Almost 60 protesters rallied in the parking lot of Cathedral Grove, unfurling banners and leafletting tourists.
The groups included the Wilderness Committee Mid-Island Chapter based in Qualicum Beach, Port Alberni Watershed-Forest Alliance, Save the Day
based in Roberts Creek, Wildstands Alliance based on Cortes Island, Friends of Stillwater Bluffs near Powell River, and Ancient Forest Alliance based in Victoria.
“Island Timberlands is logging Labour Day Lake, which is a community recreation area and is the headwaters of the Cathedral Grove, the official drinking watershed for the Town of Qualicum Beach, and the community of Dashwood,” said
Annette Tanner, Chair of the Mid-Island Wilderness Committee chapter based in Qualicum Beach. “We have been gathering petitions to stop the logging of the Cathedral Grove watershed since 2000.”

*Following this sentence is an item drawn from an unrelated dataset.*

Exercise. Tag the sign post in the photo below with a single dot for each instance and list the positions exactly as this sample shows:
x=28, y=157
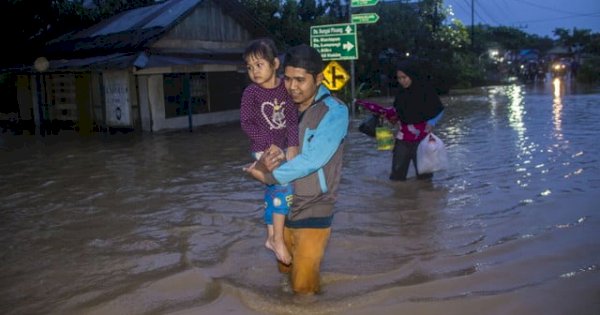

The groups say Island Timberlands is logging and/or roadbuilding at McLaughlin Ridge, Juniper Ridge, Labour Day Lake, and the Cameron Valley Firebreak in the Port Alberni area; flagging Mount Horne, the mountainside above Cathedral Grove, for potential logging; plans to log the Stillwater Bluffs near Powell River and the Day Road Forest near Roberts Creek on the Sunshine Coast; and plans to log old-growth forests at Basil Creek and the Green Valley on Cortes Island.
Extremely rare groves of oldgrowth Coastal Douglas-firs, of which only 1% remain, constitute much of these contentious forest lands, they say.
“These corporate private lands were previously regulated to public land standards for over half a century in exchange for the BC government’s granting of free Crown land logging rights to the companies,” said Ken Wu, executive director of the Ancient Forest Alliance. “What has happened is that the regulations on private lands were removed recently, while the companies were still allowed to keep their Crown land logging rights.”